Il campo sperimentale delle scienze biomediche è il campo in cui per primo il consenso è stato riconosciuto come diritto fondamentale della persona.
Il Codice di Norimberga, ricavato dalla sentenza emessa il 19 agosto 1947 dal Tribunale internazionale che giudicò i responsabili dei crimini nazisti, anticipò infatti, partendo dalla condanna delle sperimentazioni condotte dai medici nazisti sui prigionieri deportati nei lagers, le tematiche del consenso.
Il testo del documento, che si trova negli atti del processo( Trials of War Criminals Before the Nuremberg Military Tribunal ) si apre con l’affermazione che “il consenso volontario del soggetto umano è assolutamente essenziale”.
Lo stretto rapporto tra sperimentazione e diritto dell’uomo di esercitare liberamente e coscientemente la propria autonoma scelta di partecipare o meno all’atto medico viene così ufficialmente sancito.
Affermata l’essenzialità del consenso, che ne fa di esso un diritto fondamentale, se ne stabiliscono quindi subito le coordinate identificative : l’esercizio della capacità di scelta, che deve essere libera da ogni tipo di costrizione, informata, cosciente, la responsabilità della raccolta di esso.

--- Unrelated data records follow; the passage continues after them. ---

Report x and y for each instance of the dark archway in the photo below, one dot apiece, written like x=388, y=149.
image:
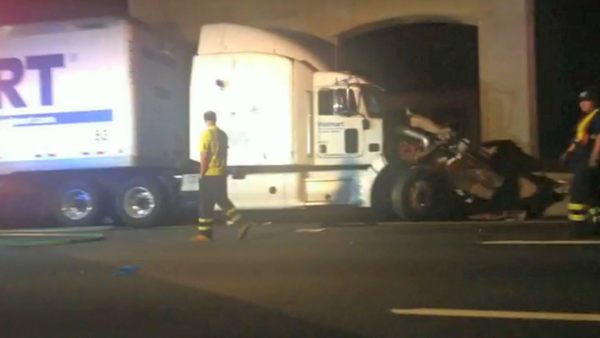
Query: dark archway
x=431, y=67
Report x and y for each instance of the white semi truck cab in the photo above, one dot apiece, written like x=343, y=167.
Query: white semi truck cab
x=300, y=134
x=102, y=118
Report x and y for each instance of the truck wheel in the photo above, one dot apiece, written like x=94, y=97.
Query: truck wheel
x=78, y=203
x=140, y=203
x=421, y=194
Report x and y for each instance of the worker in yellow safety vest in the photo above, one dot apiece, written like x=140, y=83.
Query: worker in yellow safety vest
x=213, y=180
x=582, y=156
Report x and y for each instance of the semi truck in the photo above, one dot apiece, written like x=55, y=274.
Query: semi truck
x=101, y=118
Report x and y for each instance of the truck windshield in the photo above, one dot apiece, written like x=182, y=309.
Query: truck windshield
x=340, y=101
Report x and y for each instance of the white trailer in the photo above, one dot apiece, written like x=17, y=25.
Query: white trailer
x=93, y=116
x=94, y=120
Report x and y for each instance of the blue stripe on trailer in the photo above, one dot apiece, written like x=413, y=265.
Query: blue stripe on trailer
x=47, y=119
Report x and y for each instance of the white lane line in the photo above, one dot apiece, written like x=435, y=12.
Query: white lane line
x=311, y=230
x=556, y=316
x=537, y=242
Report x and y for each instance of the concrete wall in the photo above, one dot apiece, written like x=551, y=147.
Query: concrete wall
x=506, y=53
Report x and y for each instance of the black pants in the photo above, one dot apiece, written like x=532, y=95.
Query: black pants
x=583, y=191
x=213, y=190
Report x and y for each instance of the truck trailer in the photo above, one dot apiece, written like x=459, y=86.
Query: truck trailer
x=101, y=118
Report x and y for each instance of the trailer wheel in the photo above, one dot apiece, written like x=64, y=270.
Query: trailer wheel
x=422, y=194
x=141, y=202
x=78, y=203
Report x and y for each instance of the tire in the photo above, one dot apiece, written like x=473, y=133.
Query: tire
x=421, y=194
x=78, y=203
x=140, y=202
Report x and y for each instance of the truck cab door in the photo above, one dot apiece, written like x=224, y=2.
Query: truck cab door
x=339, y=127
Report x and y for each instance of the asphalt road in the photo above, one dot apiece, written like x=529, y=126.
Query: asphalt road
x=306, y=280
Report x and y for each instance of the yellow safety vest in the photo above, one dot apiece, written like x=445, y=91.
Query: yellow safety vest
x=582, y=135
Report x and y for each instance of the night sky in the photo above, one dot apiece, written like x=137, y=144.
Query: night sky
x=433, y=58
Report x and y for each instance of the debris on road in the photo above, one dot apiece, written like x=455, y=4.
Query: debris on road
x=311, y=230
x=128, y=270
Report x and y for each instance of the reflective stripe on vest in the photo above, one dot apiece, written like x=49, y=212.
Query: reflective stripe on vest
x=582, y=135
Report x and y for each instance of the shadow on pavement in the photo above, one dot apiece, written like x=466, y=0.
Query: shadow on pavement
x=50, y=295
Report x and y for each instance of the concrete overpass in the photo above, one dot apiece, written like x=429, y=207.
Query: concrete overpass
x=505, y=40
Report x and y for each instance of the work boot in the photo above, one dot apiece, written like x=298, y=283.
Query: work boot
x=204, y=233
x=243, y=229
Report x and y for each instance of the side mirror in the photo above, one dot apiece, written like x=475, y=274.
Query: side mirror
x=366, y=124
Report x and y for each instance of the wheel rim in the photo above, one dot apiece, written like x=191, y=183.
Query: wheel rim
x=421, y=196
x=76, y=204
x=139, y=202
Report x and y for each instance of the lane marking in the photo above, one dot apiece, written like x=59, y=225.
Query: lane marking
x=537, y=242
x=523, y=315
x=311, y=230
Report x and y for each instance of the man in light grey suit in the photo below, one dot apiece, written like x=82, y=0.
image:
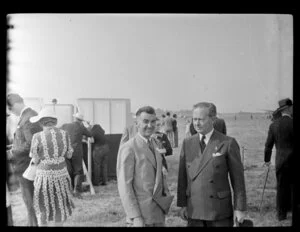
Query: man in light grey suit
x=206, y=159
x=141, y=183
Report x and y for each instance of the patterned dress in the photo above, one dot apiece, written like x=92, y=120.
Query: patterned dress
x=52, y=185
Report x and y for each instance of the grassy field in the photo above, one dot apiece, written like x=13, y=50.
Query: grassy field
x=104, y=209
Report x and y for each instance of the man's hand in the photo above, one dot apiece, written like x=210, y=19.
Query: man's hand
x=267, y=164
x=161, y=150
x=239, y=216
x=138, y=222
x=183, y=213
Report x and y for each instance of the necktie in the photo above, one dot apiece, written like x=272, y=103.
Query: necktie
x=202, y=143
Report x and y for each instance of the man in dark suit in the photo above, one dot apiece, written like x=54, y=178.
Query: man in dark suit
x=218, y=123
x=76, y=131
x=100, y=150
x=19, y=154
x=203, y=189
x=281, y=134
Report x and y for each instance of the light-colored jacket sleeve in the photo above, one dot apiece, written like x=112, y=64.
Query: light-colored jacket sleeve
x=125, y=177
x=125, y=136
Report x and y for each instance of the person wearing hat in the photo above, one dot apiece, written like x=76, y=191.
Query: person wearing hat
x=281, y=134
x=76, y=131
x=19, y=153
x=52, y=184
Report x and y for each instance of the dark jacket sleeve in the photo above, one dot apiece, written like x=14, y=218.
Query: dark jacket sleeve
x=182, y=179
x=167, y=145
x=28, y=130
x=237, y=178
x=85, y=131
x=224, y=127
x=269, y=144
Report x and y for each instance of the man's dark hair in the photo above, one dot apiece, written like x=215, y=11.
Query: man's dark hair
x=213, y=109
x=146, y=109
x=204, y=105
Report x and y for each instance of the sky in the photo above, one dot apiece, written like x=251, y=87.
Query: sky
x=170, y=61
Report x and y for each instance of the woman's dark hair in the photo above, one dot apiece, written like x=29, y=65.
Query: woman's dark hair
x=146, y=109
x=48, y=121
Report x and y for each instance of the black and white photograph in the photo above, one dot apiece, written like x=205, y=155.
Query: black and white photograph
x=150, y=120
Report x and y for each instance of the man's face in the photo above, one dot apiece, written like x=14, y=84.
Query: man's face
x=201, y=120
x=146, y=124
x=14, y=109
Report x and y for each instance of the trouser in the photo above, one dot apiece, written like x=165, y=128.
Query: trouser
x=227, y=222
x=100, y=162
x=176, y=138
x=284, y=191
x=75, y=169
x=27, y=195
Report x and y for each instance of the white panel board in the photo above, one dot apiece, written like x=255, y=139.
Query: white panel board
x=86, y=108
x=102, y=114
x=118, y=116
x=64, y=113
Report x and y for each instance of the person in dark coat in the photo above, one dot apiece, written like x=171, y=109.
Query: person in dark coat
x=19, y=154
x=76, y=131
x=175, y=129
x=100, y=150
x=281, y=134
x=218, y=123
x=163, y=143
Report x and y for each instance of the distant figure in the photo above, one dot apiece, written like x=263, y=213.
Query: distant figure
x=281, y=134
x=52, y=185
x=141, y=181
x=168, y=128
x=100, y=153
x=76, y=131
x=19, y=153
x=162, y=142
x=218, y=123
x=175, y=129
x=129, y=132
x=210, y=164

La partecipazione all’atto medico presuppone quindi in primis la capacità di esercitare il diritto del consenso. In questo senso la sperimentazione condotta dai medici nazisti sui prigionieri reclusi nei campi di concentramento costituisce u caso paradigmatico utile allo studio di tutti i casi di sperimentazioni su soggetto non in grado di esprimere il proprio consenso in maniera totalmente cosciente: i “soggetti vulnerabili”.
Occorre infatti ricordare che quello che accadde nei lager accadde pur in presenza di una legislazione, quale quella in vigore in Germania, per niente permissiva su questi temi, mettendo drammaticamente in evidenza la necessità di tutelare tutti quei soggetti che si trovino in una posizione debole.